TOPEKA, Kan. — For the first time since Kansas voters upheld the state right to an abortion, Kansas lawmakers sent a bill on the topic to Democratic Gov. Laura Kelly’s desk.
The Kansas House voted 86 to 36 Tuesday to pass a bill requiring physicians to provide care to infants “born alive” during an abortion and report data to the state when it happens — even as abortion providers and medical experts say it does not happen.
Kelly has consistently expressed support for abortion rights and has vetoed new regulations in the past, but the House and Senate both approved the legislation with more than the two-thirds majority needed to override a veto.
Similar legislation has been pushed by anti-abortion groups nationwide at the state and federal level. Physicians are already required to provide care under existing Kansas law and federal law specific to abortion passed more than a decade ago. The new Kansas law, however, would apply criminal penalties if a Kansas abortion doctor fails to act.
Proponents have painted a picture of infants left to die if they are born during a failed abortion. The legislation, they say, ensures that does not happen.
“We’re talking about human life here folks,” Rep. John Eplee, an Abilene Republican and family physician, said during a debate on the bill last month. “This bill is our best attempt to provide guidelines, guardrails with practitioners that we do as much as we can.”

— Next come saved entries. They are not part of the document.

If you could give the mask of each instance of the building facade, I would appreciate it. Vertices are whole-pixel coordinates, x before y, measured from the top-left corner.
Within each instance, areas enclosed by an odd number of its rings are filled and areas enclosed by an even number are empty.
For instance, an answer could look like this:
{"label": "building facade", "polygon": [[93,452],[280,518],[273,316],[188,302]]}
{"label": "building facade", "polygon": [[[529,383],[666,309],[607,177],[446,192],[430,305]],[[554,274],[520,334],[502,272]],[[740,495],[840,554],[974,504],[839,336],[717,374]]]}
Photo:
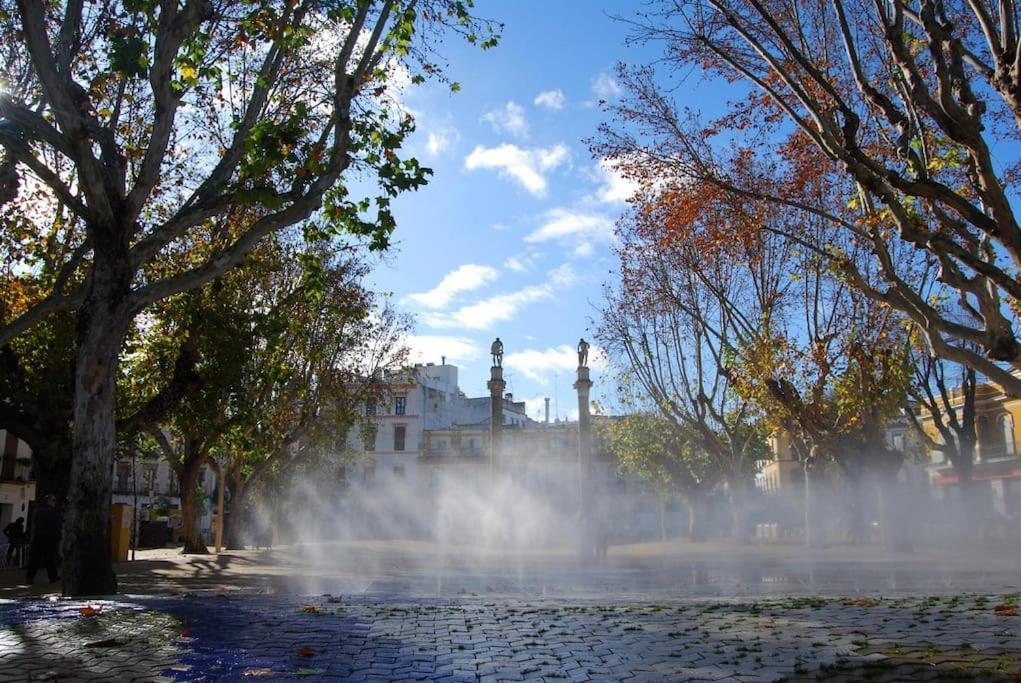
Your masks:
{"label": "building facade", "polygon": [[[960,388],[951,392],[951,403],[960,409],[964,396]],[[921,416],[926,433],[940,437],[931,415]],[[975,465],[974,485],[989,510],[997,516],[1021,520],[1021,443],[1017,425],[1021,423],[1021,399],[1007,396],[996,384],[984,382],[975,387]],[[957,500],[960,481],[946,455],[936,449],[928,452],[930,480],[935,496]]]}
{"label": "building facade", "polygon": [[[32,450],[24,441],[5,429],[0,429],[0,529],[24,517],[28,524],[30,506],[35,500],[35,482],[32,480]],[[4,540],[0,537],[0,543]]]}

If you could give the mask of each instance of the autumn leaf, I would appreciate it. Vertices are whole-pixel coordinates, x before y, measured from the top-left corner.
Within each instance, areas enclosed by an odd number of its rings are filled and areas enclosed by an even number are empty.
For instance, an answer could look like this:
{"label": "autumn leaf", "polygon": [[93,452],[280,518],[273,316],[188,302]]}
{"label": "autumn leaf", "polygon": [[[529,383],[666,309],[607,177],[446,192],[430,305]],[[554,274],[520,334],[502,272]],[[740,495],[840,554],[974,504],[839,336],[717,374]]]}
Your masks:
{"label": "autumn leaf", "polygon": [[302,645],[301,647],[298,648],[299,657],[314,657],[315,654],[316,654],[315,650],[313,650],[308,645]]}
{"label": "autumn leaf", "polygon": [[301,608],[301,611],[305,612],[306,614],[318,614],[319,608],[316,607],[315,605],[305,605],[304,607]]}
{"label": "autumn leaf", "polygon": [[1003,602],[996,607],[993,607],[993,614],[998,617],[1016,617],[1018,614],[1017,609],[1017,605]]}
{"label": "autumn leaf", "polygon": [[82,615],[83,617],[94,617],[101,611],[102,610],[98,610],[92,605],[85,605],[85,607],[81,607],[78,609],[78,614]]}

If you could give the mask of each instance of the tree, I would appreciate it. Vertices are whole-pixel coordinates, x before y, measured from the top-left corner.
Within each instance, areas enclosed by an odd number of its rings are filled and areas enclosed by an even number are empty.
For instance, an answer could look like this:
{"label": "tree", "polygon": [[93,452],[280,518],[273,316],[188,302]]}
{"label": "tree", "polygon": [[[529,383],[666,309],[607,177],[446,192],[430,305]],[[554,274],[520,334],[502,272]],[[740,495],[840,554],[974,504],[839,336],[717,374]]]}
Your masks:
{"label": "tree", "polygon": [[[715,427],[732,434],[724,443],[741,444],[761,428],[786,433],[805,469],[807,542],[819,541],[819,470],[834,462],[859,499],[860,533],[862,483],[876,477],[890,503],[884,529],[901,544],[889,487],[902,454],[886,444],[885,427],[908,385],[902,320],[858,295],[823,249],[861,263],[861,247],[782,206],[693,207],[687,184],[664,176],[634,198],[633,219],[622,223],[623,284],[608,297],[613,326],[604,346],[612,351],[623,340],[641,385],[699,434],[714,431],[703,414],[715,424],[734,420]],[[771,229],[743,230],[746,222]],[[797,242],[780,234],[792,226]],[[715,408],[700,413],[702,406]],[[723,464],[742,462],[715,451],[711,438],[703,447]],[[761,436],[744,447],[736,451],[744,462],[767,457]]]}
{"label": "tree", "polygon": [[[975,370],[949,363],[915,351],[915,373],[907,415],[915,432],[930,451],[943,453],[957,474],[961,517],[968,529],[974,529],[979,517],[980,491],[972,478],[975,467]],[[956,368],[955,368],[956,366]],[[959,370],[956,386],[951,384],[953,370]],[[928,417],[936,437],[927,432],[921,420]]]}
{"label": "tree", "polygon": [[[4,229],[49,235],[61,255],[48,287],[4,311],[0,346],[51,315],[75,314],[65,593],[116,588],[115,378],[135,316],[241,264],[264,237],[324,203],[317,229],[385,247],[392,197],[428,175],[396,154],[413,121],[387,100],[387,81],[396,71],[414,82],[438,73],[429,48],[444,29],[495,45],[493,27],[470,6],[0,4],[0,198],[15,205]],[[374,202],[349,198],[351,170],[378,180]],[[65,220],[37,228],[32,195]]]}
{"label": "tree", "polygon": [[231,490],[228,546],[257,493],[285,486],[298,469],[344,462],[347,438],[365,426],[364,406],[385,392],[385,375],[407,361],[408,320],[352,287],[342,269],[326,270],[322,299],[280,310],[279,335],[245,366],[238,399],[247,406],[217,457]]}
{"label": "tree", "polygon": [[688,506],[688,537],[704,541],[705,497],[719,483],[719,463],[690,430],[658,412],[635,412],[606,422],[605,438],[620,469],[645,479],[660,502],[660,540],[666,540],[665,499],[678,494]]}
{"label": "tree", "polygon": [[859,292],[936,355],[1021,395],[1018,166],[992,151],[1019,137],[1018,23],[1011,0],[661,0],[636,38],[661,42],[673,73],[693,67],[744,96],[703,122],[675,105],[674,84],[628,70],[632,98],[601,151],[647,184],[687,178],[692,207],[750,200],[826,221],[867,246],[864,273],[823,250]]}
{"label": "tree", "polygon": [[[304,263],[310,255],[314,273]],[[401,331],[389,312],[374,314],[366,274],[357,252],[332,255],[325,244],[285,233],[245,269],[154,306],[148,324],[162,332],[147,336],[126,374],[154,384],[178,344],[197,356],[194,390],[147,425],[180,480],[184,552],[207,552],[195,497],[203,468],[213,467],[221,486],[234,470],[232,505],[240,511],[244,484],[291,467],[309,444],[343,442],[361,412],[346,387],[350,373],[376,358],[369,347],[376,330]],[[396,345],[388,352],[400,359]],[[252,465],[245,477],[242,463]]]}
{"label": "tree", "polygon": [[[694,242],[668,239],[673,207],[655,200],[618,224],[619,286],[607,290],[598,336],[620,359],[626,381],[694,448],[713,458],[726,480],[733,533],[747,540],[747,498],[768,448],[751,401],[734,390],[728,362],[778,296],[782,254],[706,257]],[[705,217],[716,220],[717,217]],[[740,259],[740,261],[738,261]]]}
{"label": "tree", "polygon": [[854,492],[854,535],[864,537],[862,484],[876,477],[883,531],[906,542],[894,485],[903,454],[886,443],[886,425],[906,403],[910,366],[899,318],[855,296],[812,254],[792,260],[784,311],[744,340],[729,368],[735,390],[767,424],[791,438],[804,468],[805,541],[821,542],[819,474],[840,466]]}

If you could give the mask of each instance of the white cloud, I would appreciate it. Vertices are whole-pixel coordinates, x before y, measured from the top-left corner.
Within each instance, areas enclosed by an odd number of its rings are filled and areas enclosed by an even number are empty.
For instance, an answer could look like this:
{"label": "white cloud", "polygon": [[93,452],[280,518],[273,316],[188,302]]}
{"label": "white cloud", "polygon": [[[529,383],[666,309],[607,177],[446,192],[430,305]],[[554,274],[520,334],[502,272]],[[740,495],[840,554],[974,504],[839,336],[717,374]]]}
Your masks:
{"label": "white cloud", "polygon": [[503,267],[507,270],[513,270],[515,273],[527,273],[535,267],[535,262],[538,258],[539,254],[536,252],[520,254],[518,256],[508,256],[503,262]]}
{"label": "white cloud", "polygon": [[439,363],[446,356],[448,363],[456,364],[475,360],[482,354],[481,347],[467,337],[415,334],[407,342],[413,363]]}
{"label": "white cloud", "polygon": [[434,328],[488,330],[496,323],[513,319],[529,304],[554,298],[559,290],[570,287],[576,279],[571,266],[564,264],[551,270],[546,282],[497,294],[449,313],[427,313],[422,316],[422,321]]}
{"label": "white cloud", "polygon": [[620,97],[623,90],[617,83],[617,79],[605,71],[600,71],[592,79],[592,92],[601,100],[612,100]]}
{"label": "white cloud", "polygon": [[546,195],[547,171],[567,163],[570,151],[564,144],[553,147],[525,149],[517,145],[499,147],[477,146],[464,160],[469,171],[478,168],[497,169],[501,177],[510,177],[536,197]]}
{"label": "white cloud", "polygon": [[510,133],[521,139],[528,137],[528,120],[525,118],[525,109],[513,100],[500,109],[486,112],[483,114],[482,120],[489,123],[497,133]]}
{"label": "white cloud", "polygon": [[615,161],[600,159],[599,174],[603,185],[597,191],[596,198],[603,204],[622,204],[638,192],[638,183],[625,178],[617,169]]}
{"label": "white cloud", "polygon": [[461,139],[461,135],[454,128],[439,128],[429,131],[426,136],[425,150],[429,156],[437,157],[453,146]]}
{"label": "white cloud", "polygon": [[461,292],[478,289],[499,276],[496,268],[466,263],[443,276],[440,283],[428,292],[409,294],[406,299],[426,308],[446,308]]}
{"label": "white cloud", "polygon": [[606,214],[564,208],[547,211],[543,224],[525,236],[530,243],[556,241],[580,257],[591,256],[595,245],[613,239],[613,220]]}
{"label": "white cloud", "polygon": [[534,104],[537,107],[545,107],[546,109],[556,111],[564,108],[564,105],[567,104],[567,98],[564,97],[564,91],[557,88],[556,90],[546,90],[536,95]]}
{"label": "white cloud", "polygon": [[[515,351],[504,357],[503,364],[530,380],[548,386],[554,373],[571,373],[577,369],[578,350],[569,344],[561,344],[545,350]],[[589,348],[588,364],[596,370],[606,367],[606,356],[599,347]]]}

But abortion providers say it is unnecessary government overreach that could prevent palliative care if an infant is born before viability. The situation abortion opponents are seeking to avoid does not happen in modern care, according to the American College of Obstetricians and Gynecologists.
Rep. Susan Ruiz, a Shawnee Democrat, spoke against the bill on the grounds that it could require physicians to transport an infant to a hospital rather than allow parents to hold it.

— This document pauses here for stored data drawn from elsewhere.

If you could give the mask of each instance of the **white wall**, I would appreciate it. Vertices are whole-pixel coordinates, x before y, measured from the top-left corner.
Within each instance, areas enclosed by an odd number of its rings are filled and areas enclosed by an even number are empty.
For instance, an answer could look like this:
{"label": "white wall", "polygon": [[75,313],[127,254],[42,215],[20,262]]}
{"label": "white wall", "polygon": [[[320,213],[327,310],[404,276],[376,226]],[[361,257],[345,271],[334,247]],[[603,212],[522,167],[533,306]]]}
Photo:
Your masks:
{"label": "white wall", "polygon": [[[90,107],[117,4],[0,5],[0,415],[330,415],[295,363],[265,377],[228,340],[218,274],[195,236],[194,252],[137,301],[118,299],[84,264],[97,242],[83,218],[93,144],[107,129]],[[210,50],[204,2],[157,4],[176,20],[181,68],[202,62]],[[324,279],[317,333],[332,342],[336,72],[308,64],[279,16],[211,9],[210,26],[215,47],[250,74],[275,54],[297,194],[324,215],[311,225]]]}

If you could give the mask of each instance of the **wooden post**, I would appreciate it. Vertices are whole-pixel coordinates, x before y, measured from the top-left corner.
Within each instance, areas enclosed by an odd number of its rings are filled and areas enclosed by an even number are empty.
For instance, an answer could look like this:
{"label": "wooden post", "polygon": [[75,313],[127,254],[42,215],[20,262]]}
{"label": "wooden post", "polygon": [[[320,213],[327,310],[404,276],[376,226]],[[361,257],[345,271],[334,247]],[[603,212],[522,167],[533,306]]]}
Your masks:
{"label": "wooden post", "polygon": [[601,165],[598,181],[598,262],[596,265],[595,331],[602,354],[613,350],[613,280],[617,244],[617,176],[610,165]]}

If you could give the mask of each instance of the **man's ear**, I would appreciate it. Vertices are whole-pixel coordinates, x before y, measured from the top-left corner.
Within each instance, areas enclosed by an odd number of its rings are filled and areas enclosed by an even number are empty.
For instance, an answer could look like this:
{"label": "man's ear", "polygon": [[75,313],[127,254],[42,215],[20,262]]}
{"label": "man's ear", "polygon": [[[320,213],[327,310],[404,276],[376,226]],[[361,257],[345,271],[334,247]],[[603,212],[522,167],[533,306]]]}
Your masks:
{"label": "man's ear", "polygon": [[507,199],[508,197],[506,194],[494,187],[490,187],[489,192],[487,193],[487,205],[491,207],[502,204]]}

“The mother, the father, the family have the right to ask for palliative care,” Ruiz said.
States that do collect data on these situations have found a small number of cases. In 2021 Texas reported 1 born alive case among more than 53,000 abortions. According to the Charlotte Lozier Institute, an anti-abortion research center, there have been 111 cases over the past five years in Arizona, Florida, Minnesota and Texas. The details of the cases, and whether the infants survived, are unclear.
“It does happen and the way the abortion industry is trying to erase these individuals, who through their lives have to persevere daily over trauma, pain and complication, it’s just appalling,” said Kelsey Pritchard, director of State Public Affairs for Susan B. Anthony Pro Life America, a national anti-abortion group that has advocated for the policy.